While very few cyclonic storms make landfall in these two countries at the higher level of cyclone intensity they may have possessed when formed in the Arabian Sea, these storms still bring with them the triumvirate of corresponding calamities: flooding, death and destruction.
“Compared to significant tropical cyclones of the past that originate in the North Indian Ocean, the behaviour of cyclone Shaheen is somewhat unprecedented in the modern era and could represent a potential shift in how climate change is influencing the formation of extreme weather events that can afflict the Middle East”, he points out in a report.
Traditionally, tropical cyclones forming in the Arabian Sea do not travel beyond the Sea of Oman or deep inland across the Arabian Peninsula. The dry air and reduced moisture over the Arabian Peninsula in comparison to the Indian Ocean is an impediment to that type of cyclone trajectory, robbing a potentially severe cyclone of its intensity and accelerating its eventual dissipation.
But the increased warming of the oceans and seas near the equator as evidenced by rising sea surface temperatures, coupled with climate projections of increased global warming in the future, signals the potential of more frequent and intense cyclones landing well into the Arabian Peninsula and surrounding regions.

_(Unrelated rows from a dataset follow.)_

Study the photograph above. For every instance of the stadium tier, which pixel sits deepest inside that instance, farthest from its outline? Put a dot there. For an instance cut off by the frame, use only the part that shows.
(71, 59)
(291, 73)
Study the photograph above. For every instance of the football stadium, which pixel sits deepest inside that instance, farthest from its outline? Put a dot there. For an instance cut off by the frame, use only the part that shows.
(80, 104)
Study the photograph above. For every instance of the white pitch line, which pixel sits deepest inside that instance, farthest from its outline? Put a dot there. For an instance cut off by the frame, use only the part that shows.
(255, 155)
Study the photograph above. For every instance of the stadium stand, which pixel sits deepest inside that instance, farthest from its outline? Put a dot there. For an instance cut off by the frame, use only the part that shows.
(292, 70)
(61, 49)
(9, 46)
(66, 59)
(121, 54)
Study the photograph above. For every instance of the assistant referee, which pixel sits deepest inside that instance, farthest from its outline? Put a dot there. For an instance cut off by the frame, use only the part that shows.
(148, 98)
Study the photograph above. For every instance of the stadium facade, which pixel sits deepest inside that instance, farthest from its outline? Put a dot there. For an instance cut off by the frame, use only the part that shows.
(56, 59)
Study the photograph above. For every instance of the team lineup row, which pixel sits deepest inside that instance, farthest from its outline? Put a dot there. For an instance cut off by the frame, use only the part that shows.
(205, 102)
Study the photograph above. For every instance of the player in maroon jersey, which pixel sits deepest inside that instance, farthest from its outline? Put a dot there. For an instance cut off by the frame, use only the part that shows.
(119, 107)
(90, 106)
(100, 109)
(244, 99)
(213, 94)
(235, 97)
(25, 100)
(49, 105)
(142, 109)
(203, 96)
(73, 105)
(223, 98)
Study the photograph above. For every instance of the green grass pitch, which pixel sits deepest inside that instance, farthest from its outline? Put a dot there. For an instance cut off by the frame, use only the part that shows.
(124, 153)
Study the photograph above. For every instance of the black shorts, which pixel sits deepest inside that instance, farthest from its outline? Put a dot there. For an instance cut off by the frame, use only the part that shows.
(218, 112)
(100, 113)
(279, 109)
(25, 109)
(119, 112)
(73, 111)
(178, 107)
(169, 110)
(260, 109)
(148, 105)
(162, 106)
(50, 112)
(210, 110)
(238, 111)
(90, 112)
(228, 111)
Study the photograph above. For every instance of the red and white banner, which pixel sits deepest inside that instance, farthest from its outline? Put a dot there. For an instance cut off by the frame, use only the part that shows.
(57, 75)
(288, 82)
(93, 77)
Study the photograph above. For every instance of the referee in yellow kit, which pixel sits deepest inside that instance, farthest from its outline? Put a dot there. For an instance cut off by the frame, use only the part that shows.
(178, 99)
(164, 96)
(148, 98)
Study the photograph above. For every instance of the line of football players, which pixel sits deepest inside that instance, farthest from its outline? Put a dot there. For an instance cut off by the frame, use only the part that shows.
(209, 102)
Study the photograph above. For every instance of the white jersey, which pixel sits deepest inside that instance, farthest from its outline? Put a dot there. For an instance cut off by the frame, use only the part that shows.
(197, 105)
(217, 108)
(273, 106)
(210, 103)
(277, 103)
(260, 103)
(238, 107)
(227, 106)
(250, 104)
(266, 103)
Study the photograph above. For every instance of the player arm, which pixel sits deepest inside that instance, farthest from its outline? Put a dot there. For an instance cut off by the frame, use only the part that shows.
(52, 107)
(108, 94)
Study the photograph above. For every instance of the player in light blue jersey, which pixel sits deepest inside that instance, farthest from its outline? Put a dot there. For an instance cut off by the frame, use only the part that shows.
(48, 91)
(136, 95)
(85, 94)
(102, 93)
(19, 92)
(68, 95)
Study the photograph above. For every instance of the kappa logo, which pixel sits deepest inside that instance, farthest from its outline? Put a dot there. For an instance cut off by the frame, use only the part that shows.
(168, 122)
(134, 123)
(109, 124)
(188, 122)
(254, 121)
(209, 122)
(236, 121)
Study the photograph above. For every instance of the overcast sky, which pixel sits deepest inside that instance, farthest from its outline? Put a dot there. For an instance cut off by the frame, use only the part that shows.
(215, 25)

“This makes Shaheen both a reminder of the peninsula’s vulnerability to extreme weather events and an early indicator of how climate change is exacerbating that vulnerability”, he points out in the report.
According to a research paper by Amna bint Mohammed al Ruhaili, the vulnerability of the Omani coastal zone, for instance, is also related to the area’s socio-economic significance.
Sixty-seven per cent of the Omani population resides along the coast; population growth, infrastructure development, and economic activity, for example the fisheries and tourism industries, are also clustered in the coastal area.
“Frequent exposure to flash flooding of wadis as a result of the cyclones or short-term extreme weather events, serves to illustrate Oman’s inability to mitigate such events”, the research report points out.
Measuring exposure due to projected future sea level rise resulting from climate change, reveals vulnerabilities of Oman’s population, cities, and infrastructure. “These flood events also demonstrate the urgency of the need for Oman to adapt to the consequences of climate change”, it suggests.